July 23, 2007 at 1:00 pm
SA access has been granted to a few too many people in our company and I've been asked to monitor/audit the number of times someone connects to our db server as sa. Coming from an oracle environment, I figured a simple db logon event trigger would work. Well, it would if I was monitoring oracle - but since I'm not, my next choice was the sysprocesses table. But after a little googling I realized that's not possible either.
Aside from polling the sysprocesses table via C# every 10 seconds or so and dumping what's different from the last poll into an audit table somewhere, is there any other way to watch who's connecting as sa over an extended period of time (couple weeks atleast)?

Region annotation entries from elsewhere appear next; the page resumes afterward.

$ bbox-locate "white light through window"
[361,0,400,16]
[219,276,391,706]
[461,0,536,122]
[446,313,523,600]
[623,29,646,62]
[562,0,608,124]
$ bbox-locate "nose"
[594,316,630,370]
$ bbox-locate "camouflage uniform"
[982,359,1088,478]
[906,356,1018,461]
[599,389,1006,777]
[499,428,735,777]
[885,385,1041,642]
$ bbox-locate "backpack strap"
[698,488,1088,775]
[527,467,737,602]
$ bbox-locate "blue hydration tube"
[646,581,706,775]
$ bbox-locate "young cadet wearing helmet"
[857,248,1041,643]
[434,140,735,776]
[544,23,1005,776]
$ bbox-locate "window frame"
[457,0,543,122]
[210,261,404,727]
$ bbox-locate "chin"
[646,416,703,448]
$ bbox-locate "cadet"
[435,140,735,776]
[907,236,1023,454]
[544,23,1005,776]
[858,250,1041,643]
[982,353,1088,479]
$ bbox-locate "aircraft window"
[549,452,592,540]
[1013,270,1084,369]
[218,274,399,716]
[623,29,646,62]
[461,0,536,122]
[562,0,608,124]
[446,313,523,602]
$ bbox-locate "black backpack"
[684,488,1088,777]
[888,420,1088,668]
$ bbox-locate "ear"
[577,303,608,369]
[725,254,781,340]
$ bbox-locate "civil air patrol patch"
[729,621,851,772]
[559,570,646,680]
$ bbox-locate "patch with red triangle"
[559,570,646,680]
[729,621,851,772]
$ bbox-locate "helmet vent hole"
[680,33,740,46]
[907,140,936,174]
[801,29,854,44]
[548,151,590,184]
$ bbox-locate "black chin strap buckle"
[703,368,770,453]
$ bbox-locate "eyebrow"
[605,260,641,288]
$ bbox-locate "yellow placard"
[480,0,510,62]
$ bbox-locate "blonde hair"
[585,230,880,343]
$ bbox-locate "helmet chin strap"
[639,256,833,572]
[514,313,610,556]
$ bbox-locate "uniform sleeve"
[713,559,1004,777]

Polling the db server just seems a little inefficient to me.
Dan
July 23, 2007 at 1:14 pm
There are Logon triggers in SQL Server 2005!

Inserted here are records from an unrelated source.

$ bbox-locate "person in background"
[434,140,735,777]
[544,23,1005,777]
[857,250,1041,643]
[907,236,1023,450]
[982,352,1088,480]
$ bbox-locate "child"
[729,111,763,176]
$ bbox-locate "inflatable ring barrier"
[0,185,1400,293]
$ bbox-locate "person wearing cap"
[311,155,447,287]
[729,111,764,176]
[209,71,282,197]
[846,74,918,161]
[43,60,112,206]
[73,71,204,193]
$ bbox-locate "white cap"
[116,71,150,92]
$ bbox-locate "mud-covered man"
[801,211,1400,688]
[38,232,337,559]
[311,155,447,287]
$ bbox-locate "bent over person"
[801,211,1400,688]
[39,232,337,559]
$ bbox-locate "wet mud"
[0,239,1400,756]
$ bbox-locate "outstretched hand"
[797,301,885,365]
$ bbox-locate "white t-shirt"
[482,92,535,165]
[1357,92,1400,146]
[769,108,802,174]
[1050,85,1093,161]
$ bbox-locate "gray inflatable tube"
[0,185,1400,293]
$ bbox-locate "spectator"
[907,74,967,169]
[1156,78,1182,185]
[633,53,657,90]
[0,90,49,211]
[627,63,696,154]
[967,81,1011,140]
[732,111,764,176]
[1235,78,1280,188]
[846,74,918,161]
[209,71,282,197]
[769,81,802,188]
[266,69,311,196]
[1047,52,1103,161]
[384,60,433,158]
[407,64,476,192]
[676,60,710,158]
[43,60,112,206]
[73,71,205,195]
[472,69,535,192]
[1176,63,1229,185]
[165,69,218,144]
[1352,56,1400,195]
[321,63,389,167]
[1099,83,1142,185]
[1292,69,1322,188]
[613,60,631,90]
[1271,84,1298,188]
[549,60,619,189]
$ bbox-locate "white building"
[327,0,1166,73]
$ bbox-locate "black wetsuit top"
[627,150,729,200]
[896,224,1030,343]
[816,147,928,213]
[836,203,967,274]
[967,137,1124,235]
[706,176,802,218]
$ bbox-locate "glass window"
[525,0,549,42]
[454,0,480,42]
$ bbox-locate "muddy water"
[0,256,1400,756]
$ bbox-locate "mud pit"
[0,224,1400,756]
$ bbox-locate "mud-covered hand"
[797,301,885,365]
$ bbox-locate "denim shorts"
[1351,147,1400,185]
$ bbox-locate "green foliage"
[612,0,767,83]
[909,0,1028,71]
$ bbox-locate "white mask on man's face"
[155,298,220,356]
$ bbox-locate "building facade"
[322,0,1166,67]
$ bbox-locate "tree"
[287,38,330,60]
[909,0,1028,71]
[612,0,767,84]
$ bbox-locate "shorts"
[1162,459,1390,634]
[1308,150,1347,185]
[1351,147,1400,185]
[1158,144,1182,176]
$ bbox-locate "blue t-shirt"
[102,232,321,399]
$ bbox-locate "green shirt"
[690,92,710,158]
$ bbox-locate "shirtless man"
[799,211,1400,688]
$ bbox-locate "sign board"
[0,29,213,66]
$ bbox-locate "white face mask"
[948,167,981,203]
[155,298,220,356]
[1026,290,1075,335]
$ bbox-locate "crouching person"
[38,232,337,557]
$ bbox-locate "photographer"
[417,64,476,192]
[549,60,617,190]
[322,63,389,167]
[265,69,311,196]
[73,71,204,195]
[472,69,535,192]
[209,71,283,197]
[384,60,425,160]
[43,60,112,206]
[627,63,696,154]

http://msdn2.microsoft.com/en-us/library/bb326598.aspx
* Noel
July 23, 2007 at 1:16 pm
Sorry I should've noted that we're still stuck on Sql Server 2000.
July 23, 2007 at 1:21 pm
Well I answered like that because this forum is for "2005".

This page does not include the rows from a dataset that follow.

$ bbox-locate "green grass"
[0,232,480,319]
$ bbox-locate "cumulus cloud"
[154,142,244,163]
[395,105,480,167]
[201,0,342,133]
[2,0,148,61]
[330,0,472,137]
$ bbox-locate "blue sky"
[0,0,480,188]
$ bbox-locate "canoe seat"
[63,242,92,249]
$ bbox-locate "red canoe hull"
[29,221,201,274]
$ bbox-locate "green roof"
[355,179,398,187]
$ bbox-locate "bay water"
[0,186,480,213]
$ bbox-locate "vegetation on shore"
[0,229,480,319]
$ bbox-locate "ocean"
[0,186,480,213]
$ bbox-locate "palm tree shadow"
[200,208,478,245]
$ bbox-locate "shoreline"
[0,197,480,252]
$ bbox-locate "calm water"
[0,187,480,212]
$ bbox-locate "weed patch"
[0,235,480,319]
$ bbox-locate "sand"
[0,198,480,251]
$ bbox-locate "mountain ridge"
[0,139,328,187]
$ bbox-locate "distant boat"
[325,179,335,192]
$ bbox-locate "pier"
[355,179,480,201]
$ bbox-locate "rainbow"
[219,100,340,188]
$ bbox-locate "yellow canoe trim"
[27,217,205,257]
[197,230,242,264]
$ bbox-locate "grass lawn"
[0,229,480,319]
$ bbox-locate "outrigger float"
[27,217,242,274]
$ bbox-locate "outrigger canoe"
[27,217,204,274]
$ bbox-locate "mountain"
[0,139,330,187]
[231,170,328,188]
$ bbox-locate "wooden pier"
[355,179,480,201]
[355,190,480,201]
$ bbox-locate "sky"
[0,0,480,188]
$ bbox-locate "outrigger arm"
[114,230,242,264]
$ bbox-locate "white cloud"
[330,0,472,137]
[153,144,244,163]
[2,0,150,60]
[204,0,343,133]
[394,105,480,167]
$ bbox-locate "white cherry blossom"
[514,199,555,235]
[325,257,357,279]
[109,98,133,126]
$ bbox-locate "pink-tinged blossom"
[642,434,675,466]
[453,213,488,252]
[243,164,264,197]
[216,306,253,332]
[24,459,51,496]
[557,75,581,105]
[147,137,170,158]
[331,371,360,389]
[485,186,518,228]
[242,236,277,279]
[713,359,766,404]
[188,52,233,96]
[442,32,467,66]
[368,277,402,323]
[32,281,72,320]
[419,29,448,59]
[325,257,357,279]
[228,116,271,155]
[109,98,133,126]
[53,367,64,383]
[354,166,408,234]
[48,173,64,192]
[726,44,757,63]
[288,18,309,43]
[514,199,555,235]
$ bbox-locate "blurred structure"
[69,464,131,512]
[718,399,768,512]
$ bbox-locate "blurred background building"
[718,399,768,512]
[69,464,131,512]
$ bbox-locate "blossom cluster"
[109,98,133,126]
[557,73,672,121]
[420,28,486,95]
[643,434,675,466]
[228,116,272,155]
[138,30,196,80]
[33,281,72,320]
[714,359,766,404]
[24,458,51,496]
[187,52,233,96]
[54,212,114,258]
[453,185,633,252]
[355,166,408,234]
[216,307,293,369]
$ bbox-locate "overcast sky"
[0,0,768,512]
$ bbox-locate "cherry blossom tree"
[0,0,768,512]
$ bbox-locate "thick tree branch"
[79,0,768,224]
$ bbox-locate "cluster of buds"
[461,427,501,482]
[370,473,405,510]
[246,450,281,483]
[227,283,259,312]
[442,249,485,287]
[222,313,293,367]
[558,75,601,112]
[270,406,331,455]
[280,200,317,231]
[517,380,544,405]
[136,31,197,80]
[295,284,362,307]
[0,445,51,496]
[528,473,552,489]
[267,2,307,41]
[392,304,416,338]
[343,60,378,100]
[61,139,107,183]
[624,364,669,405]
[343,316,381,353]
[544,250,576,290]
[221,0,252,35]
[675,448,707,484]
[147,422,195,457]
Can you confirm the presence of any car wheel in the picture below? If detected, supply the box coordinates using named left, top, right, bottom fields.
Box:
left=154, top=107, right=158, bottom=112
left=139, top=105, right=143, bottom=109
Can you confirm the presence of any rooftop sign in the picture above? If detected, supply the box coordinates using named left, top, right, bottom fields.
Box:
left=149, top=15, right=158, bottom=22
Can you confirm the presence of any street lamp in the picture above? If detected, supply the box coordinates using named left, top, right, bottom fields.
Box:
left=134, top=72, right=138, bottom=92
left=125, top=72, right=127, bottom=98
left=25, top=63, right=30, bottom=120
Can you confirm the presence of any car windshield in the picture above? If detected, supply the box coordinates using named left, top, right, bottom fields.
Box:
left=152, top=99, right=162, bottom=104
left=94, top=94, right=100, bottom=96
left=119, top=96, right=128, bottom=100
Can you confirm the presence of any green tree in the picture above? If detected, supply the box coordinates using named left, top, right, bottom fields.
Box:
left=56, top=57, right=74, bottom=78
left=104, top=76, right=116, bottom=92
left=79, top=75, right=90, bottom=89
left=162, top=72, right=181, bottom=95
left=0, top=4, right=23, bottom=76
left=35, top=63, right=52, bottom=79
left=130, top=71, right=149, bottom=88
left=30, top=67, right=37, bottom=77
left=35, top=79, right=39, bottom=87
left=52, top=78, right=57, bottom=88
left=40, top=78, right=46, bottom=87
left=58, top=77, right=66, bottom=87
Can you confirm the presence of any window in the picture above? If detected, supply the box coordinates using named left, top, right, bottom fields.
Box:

For 2000 the best you can do is use an Alert!
I guess the the Error Numbers were 18453 and 18454 but you can check that out on your own
* Noel
July 23, 2007 at 1:26 pm
Alerts eh? I'll give that a look-see. Otherwise I'll just poll the heck out of the db and say it must be time for an upgrade!
Thanks!
July 23, 2007 at 1:41 pm
don't get me wrong Alrets work fairly well. The reason I said "fairly" is that ususallly you would tie a job that records the alert content somewhere and if the "frequency" of "sa" logins is not too high it works perfectly, but if the frequency is high then you may lose a couple of attemps. Notice that normally you would expect that not a lot of people are using "sa"
* Noel
July 23, 2007 at 1:41 pm
Oh, and you are welcome
* Noel
July 24, 2007 at 7:07 am
i have a same requirement and i have written a service to track all these send me your id i shall send the code to you.
Cheers,
Sugeshkumar Rajendran
SQL Server MVP
http://sugeshkr.blogspot.com
July 24, 2007 at 7:09 am
If you do not need a service i have a program of server side tracing also i can send that too.
Cheers,
Sugeshkumar Rajendran
SQL Server MVP
http://sugeshkr.blogspot.com
July 24, 2007 at 2:15 pm
You can also use SQL Server profiler. You can choose security audit/ audit login event and filter it to Loginname=sa.
July 25, 2007 at 10:51 am
Noel - is it possible to retrieve the error message from the alert and pass it to a job? I see that error number 18453 has the variable %ls (obviously the user account name) but I'm not sure how I'd pass that to a job if I needed to. Is this doable? Not sure how I'd use this yet, but the melon's already craftin' some ideers.